Publié le 11 mai 2021 à 05h00 - Mis à jour le 11 mai 2021 à 15h48 - Lecture 4 min.

Analyse. Depuis des mois, le front de la « guerre » contre le Covid décrétée par Emmanuel Macron semble se concentrer sur les services hospitaliers, sommés de tenir face aux assauts du coronavirus, les soignants-grognards en première ligne devant la cavalerie vaccinale. Le bilan officiel de plus de 105 000 morts du Covid-19 aurait-il été moins lourd si la France comptait moins de lits de réanimation ? N’aurait-il pas alors été impératif d’intervenir plus en amont pour réduire le nombre d’hospitalisations, ce qui se serait mécaniquement traduit par moins de décès ?

Des modélisations abordent cette question par un autre versant, celui – crucial – du moment des mises en place des confinements. L’épidémiologiste Mircea Sofonea et ses collègues de l’université de Montpellier estimaient, en mai 2020, que si le premier confinement était intervenu une semaine plus tôt, il aurait suffi de 1 500 lits de réanimation, bien en deçà des 7 148 patients en « réa » au pic épidémique, le 7 avril, et 13 300 personnes de moins seraient mortes du Covid-19. S’il avait été décidé une semaine plus tard, 32 000 lits auraient été nécessaires, entraînant une surmortalité de 53 000 morts par rapport au bilan du printemps 2020.

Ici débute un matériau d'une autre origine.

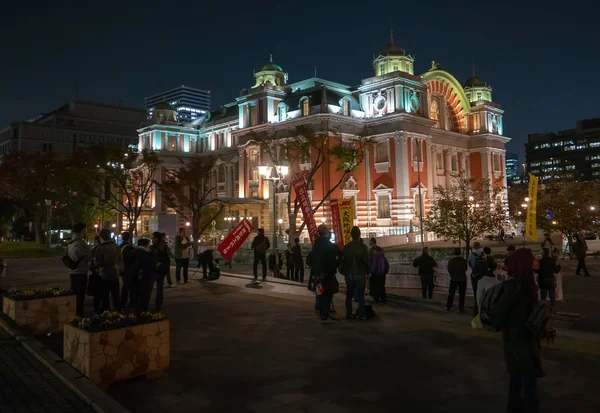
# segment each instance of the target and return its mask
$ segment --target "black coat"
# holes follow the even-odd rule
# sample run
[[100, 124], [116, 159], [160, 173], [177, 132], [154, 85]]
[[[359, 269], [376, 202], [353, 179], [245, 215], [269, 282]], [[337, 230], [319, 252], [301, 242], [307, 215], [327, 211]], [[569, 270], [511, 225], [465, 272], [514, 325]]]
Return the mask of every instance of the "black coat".
[[151, 279], [156, 271], [156, 258], [154, 254], [145, 248], [138, 247], [131, 255], [134, 257], [134, 267], [137, 279]]
[[502, 344], [506, 369], [510, 375], [544, 377], [540, 342], [525, 327], [531, 313], [533, 298], [529, 295], [529, 286], [521, 281], [521, 290], [504, 329]]
[[454, 282], [467, 282], [467, 269], [469, 268], [467, 260], [463, 257], [452, 257], [448, 261], [448, 273], [450, 280]]
[[413, 261], [413, 267], [419, 268], [419, 275], [433, 275], [436, 266], [437, 262], [429, 254], [423, 254]]
[[165, 276], [171, 271], [171, 256], [166, 245], [153, 245], [152, 253], [156, 260], [156, 275]]

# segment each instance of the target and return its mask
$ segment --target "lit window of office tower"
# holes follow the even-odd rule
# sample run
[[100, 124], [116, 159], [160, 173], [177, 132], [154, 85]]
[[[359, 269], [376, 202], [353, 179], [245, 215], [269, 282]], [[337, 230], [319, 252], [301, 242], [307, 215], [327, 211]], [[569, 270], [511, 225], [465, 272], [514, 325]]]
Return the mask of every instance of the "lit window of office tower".
[[146, 98], [148, 119], [152, 118], [154, 107], [159, 103], [168, 103], [177, 111], [177, 120], [183, 123], [194, 122], [210, 112], [210, 91], [181, 85], [166, 92]]

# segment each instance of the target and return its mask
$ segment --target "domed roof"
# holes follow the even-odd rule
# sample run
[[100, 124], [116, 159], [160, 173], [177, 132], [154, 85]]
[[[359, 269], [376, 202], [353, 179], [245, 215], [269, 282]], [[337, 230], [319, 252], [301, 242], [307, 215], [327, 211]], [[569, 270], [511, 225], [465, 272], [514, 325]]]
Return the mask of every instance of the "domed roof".
[[471, 76], [465, 82], [465, 87], [485, 87], [487, 85], [488, 84], [486, 82], [484, 82], [483, 80], [481, 80], [477, 76]]
[[390, 40], [381, 53], [382, 56], [404, 56], [405, 54], [404, 49], [398, 46], [393, 39]]
[[268, 71], [268, 70], [276, 70], [278, 72], [283, 72], [283, 69], [281, 68], [281, 66], [273, 63], [273, 55], [269, 56], [269, 63], [267, 63], [266, 65], [263, 65], [263, 67], [260, 68], [260, 71]]

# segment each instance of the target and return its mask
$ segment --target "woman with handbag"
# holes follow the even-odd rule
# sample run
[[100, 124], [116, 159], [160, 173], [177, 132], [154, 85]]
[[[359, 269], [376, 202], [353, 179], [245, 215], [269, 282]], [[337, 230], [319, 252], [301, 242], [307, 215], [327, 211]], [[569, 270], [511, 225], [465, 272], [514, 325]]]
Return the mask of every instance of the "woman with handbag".
[[540, 260], [540, 268], [537, 270], [538, 273], [538, 285], [540, 287], [540, 297], [542, 301], [546, 300], [547, 296], [550, 296], [550, 305], [554, 311], [556, 303], [556, 275], [560, 272], [560, 265], [556, 264], [554, 258], [551, 256], [549, 248], [544, 248], [543, 257]]

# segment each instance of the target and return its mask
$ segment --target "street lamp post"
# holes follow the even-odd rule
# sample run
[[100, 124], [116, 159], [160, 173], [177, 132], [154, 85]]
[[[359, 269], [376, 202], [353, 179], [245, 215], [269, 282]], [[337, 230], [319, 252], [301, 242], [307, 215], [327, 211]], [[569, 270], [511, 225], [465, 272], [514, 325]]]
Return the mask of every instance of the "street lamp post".
[[52, 201], [46, 199], [46, 249], [50, 249], [50, 222], [52, 221]]
[[275, 191], [277, 188], [277, 182], [285, 179], [288, 174], [288, 167], [286, 165], [275, 165], [275, 176], [271, 176], [273, 173], [273, 167], [267, 165], [261, 165], [258, 167], [258, 173], [272, 183], [271, 188], [273, 188], [271, 192], [271, 196], [273, 197], [273, 252], [277, 248], [277, 197], [275, 196]]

De moindres capacités de réanimation auraient-elles sauvé des vies en hâtant les confinements ? Les épidémiologistes sont partagés sur la question, avant tout théorique. « Cela peut sembler paradoxal et contre-intuitif mais c’est une réalité, estime Pascal Crépey (Ecole des hautes études en santé publique, Rennes). Cela revient à abaisser les seuils à partir desquels on déclenche des mesures fortes de contrôle de l’épidémie, confinement ou autre. Or plus ces mesures sont prises tôt, moins on laisse l’épidémie se propager, moins il y a de décès. » A l’inverse, souligne-t-il, si la surcharge des services de réanimation sert de boussole, si l’on avait pu accueillir deux fois plus de patients en réanimation, comme certains l’ont parfois préconisé, on aurait attendu encore plus avant de casser la dynamique épidémique, avec les conséquences que cela entraîne en termes de mortalité.

[...]

Cet article dans paru dans Le Monde me laisse perplexe. J'ai beau m'attendre à tout, "ils" arrivent encore à me surprendre. Il ne s'agit seulement que du début la suite étant réservée aux abonnés, mais je crois que l’essentiel y est dit.